My noble friend Lord Hailsham put the matter with the clearness which we know from old days he completely commands, and I am sure that it must have been a pleasure to your Lordships to hear him. He told us with his usual candour that he had a particular case in mind, which was the case of a property of his own, though, of course, that was not the reason—certainly not the sole reason—why he raised the matter. May I just say in respect of that case that if I am correctly informed the surrender to the landlord took place before there ever was any War Damage Act, 1941, or any War Damage Act at all. It was done under an earlier Statute which permitted the tenants, if they thought well, to surrender the lease of their house to the landlord if the house had been damaged as a result of the war. They might so wish or they might riot. I myself think it would not be very prudent advice for a surveyor to advise a lessee to surrender a valuable lease to his landlord unless indeed he was quite certain that it had become a damnosa hereditas, and if I have the opportunity of communicating with my noble friend I think I can assure him how in his particular case those considerations apply.

But on the general matter my noble friend is of course quite right when he says that, in so far as an individual property would before this present Bill have been dealt with on one basis, and as a result of this present Bill will be dealt with on a slightly different basis, you can imagine a case where some complaint might arise. But it is absolutely necessary that we should get the operations of the War Damage Commission on a practical basis so that they may really do the work that they are authorized to do, and I was glad to hear my noble friend Lord Barnby recognize that manifest truth.
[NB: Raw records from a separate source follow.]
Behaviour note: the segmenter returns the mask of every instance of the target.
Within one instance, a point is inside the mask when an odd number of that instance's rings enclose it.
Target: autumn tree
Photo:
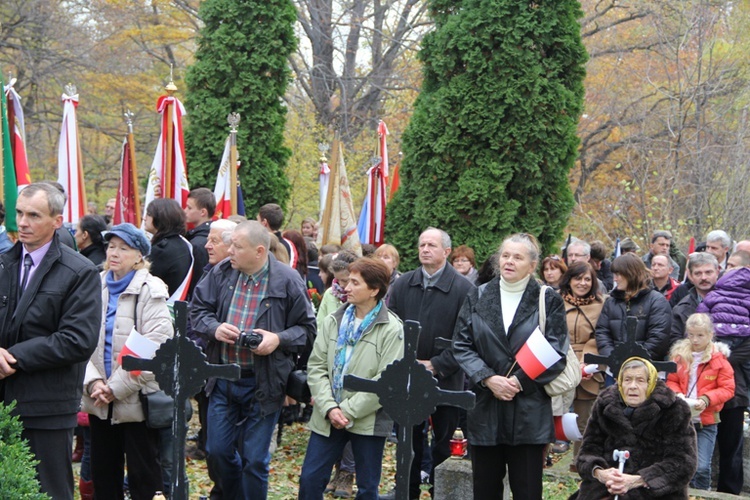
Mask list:
[[[186,76],[191,185],[213,187],[227,115],[237,112],[238,177],[248,213],[270,202],[283,207],[291,152],[284,146],[281,98],[289,81],[287,58],[296,46],[294,6],[289,0],[206,0],[199,15],[205,26]]]
[[[583,105],[577,1],[434,0],[424,84],[404,132],[389,238],[413,248],[427,226],[480,258],[514,231],[549,249],[573,206]],[[407,266],[414,264],[408,259]]]
[[[578,207],[571,229],[678,243],[750,224],[746,7],[715,0],[631,2],[642,18],[586,39],[591,50]],[[584,27],[584,32],[586,28]],[[632,50],[618,50],[623,45]]]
There is no way of doing it unless we make a certain assumption—namely, that it would be fair to take the values and the costs as at the date I have mentioned. I am assured by those who have looked into the matter that if there be any case at all which is going to be affected it will be a purely marginal case. The sort of instance that Lord Hailsham had in mind is not going to be affected one way or the other. I think that if your Lordships will study this technical matter carefully, as it has been my melancholy fate to do, you will come to the conclusion, as the House of Commons did, that while admitting that we are making a certain change it is a change which, in the circumstances, is incapable of being avoided and is really necessary in order that the machine may work in a practical manner. However, this does not arise on the Second Reading as I think Lord Hailsham indicated, and I hope that I may now have this stage of the Bill.

On question, Bill read 2a, and committed to a Committee of the Whole House.